Delaying acknowledgements in tcp and multiple-instance learning in theory and practice

In this thesis, the problems of deciding when to acknowledge packets in the Transmission Control Protocol and learning in the multiple-instance setting are considered, both under theoretical models and using empirical testing. In most TCP implementations, there is a mechanism for delaying acknowledgments to reduce bandwidth usage. The theoretical model we introduce and study considers the cost of an acknowledgment as a linear combination of the cost of the number of ACKs sent and the cost of the additional latency introduced by the delays. The goal is to reduce the total cost during the life of a connection.

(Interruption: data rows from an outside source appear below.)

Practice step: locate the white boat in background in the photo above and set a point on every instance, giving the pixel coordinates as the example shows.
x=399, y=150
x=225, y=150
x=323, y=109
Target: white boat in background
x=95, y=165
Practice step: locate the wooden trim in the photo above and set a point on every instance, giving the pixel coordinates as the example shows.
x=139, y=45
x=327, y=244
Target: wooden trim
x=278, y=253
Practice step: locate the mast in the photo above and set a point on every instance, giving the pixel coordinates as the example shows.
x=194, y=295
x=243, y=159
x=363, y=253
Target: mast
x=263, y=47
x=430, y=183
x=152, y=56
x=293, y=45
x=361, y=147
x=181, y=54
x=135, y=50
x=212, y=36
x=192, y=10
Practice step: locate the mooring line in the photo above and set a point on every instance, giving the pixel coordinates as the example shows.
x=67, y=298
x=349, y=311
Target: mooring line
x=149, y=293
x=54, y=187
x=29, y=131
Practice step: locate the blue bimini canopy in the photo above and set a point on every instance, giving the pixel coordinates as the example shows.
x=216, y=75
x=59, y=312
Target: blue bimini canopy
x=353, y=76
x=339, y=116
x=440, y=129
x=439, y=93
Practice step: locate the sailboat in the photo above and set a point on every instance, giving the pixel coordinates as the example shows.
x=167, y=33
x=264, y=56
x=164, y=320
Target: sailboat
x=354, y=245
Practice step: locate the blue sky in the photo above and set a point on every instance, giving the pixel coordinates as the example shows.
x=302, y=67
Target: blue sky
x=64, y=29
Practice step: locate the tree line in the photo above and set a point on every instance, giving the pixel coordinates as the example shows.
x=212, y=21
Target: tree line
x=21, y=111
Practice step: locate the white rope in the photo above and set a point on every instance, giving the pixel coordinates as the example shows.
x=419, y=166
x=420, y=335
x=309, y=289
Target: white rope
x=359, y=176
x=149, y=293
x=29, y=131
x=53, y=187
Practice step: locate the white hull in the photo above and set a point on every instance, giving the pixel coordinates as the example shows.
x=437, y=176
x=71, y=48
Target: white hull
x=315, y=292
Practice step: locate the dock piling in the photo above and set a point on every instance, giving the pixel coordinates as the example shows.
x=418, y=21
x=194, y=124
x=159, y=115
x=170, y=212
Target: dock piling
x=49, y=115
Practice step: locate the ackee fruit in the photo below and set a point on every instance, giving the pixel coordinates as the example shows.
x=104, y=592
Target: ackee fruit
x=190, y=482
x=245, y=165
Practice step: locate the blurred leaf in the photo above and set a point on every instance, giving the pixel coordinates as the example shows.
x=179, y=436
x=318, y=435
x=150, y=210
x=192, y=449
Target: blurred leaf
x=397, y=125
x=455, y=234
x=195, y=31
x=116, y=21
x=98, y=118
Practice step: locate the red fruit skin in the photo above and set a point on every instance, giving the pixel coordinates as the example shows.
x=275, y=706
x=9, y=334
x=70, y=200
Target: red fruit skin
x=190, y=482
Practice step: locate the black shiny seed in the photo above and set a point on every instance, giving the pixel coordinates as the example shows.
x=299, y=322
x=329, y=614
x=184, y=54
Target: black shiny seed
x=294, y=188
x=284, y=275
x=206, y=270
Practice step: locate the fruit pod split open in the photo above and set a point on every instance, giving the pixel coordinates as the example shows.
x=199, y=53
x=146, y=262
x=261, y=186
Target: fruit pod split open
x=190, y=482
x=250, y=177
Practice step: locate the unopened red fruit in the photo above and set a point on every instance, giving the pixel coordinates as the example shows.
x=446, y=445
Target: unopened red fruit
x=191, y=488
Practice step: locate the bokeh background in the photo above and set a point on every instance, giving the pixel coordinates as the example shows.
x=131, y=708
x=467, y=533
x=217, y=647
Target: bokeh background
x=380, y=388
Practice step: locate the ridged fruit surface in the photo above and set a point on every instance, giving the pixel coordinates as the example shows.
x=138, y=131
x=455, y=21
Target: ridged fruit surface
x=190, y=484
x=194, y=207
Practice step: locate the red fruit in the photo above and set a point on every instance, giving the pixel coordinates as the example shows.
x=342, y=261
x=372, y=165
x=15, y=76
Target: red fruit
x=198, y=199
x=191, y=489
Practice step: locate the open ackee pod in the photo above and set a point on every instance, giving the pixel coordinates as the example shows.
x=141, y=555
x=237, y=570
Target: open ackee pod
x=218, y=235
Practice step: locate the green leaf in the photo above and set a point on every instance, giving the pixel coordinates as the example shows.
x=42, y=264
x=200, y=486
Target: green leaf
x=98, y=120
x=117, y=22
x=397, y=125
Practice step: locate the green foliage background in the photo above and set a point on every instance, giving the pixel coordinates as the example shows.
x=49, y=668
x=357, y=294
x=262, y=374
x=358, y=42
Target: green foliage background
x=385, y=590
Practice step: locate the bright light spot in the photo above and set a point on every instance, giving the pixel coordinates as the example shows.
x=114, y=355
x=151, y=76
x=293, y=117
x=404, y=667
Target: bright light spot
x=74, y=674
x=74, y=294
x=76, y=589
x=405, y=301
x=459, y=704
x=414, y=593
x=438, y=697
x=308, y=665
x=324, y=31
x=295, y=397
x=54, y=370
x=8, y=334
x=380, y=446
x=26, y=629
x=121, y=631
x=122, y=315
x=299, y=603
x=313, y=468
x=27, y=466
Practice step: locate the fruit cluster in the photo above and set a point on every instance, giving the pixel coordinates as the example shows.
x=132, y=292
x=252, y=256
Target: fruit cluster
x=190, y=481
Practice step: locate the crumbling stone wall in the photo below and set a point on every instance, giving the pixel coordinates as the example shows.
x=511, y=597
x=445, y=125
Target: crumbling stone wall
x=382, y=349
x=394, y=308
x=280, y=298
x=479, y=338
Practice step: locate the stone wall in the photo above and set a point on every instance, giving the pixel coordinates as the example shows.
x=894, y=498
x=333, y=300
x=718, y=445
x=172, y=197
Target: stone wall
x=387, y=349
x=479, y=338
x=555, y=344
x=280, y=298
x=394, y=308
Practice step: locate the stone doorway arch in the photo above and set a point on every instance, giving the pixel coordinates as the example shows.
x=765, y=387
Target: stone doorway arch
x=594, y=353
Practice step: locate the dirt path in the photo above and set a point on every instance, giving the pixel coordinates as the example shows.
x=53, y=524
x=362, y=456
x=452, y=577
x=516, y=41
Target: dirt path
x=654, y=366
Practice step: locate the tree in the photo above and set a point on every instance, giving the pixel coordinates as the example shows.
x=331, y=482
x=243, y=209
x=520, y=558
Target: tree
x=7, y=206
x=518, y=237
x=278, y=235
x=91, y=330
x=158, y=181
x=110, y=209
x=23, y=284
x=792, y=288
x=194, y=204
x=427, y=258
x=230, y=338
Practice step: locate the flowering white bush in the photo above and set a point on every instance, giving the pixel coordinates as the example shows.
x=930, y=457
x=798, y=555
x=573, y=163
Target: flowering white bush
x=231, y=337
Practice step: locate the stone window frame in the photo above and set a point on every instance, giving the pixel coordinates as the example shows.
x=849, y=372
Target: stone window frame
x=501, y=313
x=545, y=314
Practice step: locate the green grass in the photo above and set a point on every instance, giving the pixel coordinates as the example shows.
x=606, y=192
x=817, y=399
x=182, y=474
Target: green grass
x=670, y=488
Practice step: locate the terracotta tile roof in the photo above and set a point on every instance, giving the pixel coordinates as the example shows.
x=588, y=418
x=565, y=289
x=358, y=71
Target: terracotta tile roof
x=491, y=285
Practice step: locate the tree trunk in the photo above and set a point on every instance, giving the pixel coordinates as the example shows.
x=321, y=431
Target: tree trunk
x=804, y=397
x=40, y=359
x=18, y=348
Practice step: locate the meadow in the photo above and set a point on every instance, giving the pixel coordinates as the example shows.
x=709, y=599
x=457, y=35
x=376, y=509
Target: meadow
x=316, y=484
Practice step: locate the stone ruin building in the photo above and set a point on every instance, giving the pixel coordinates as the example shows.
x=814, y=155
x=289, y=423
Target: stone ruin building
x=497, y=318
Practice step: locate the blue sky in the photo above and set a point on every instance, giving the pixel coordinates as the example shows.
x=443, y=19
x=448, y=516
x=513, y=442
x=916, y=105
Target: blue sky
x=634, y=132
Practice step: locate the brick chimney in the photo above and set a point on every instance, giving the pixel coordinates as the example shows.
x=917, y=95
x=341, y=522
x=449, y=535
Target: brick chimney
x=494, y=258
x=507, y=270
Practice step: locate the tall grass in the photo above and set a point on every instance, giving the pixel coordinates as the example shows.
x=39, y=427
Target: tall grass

The empirical study presents and compares modifications to the TCP receiver to determine which mechanisms perform best in practice. The problem of learning from multiple-instance examples has applications in the development of pharmaceutical drugs. A drug molecule can be considered as a set of points in a weighted high-dimensional feature space, where each point corresponds to a different shape the drug is likely to take. In almost all prior work, the labels have been Boolean. We extend this problem to the setting in which the labels are real values. In this setting, we prove hardness results for the PAC model and present an algorithm that exactly learns a target point when provided with a newly defined multiple-instance membership query (MI-MQ) oracle. We also empirically compare the performance of several algorithms on real and artificial data.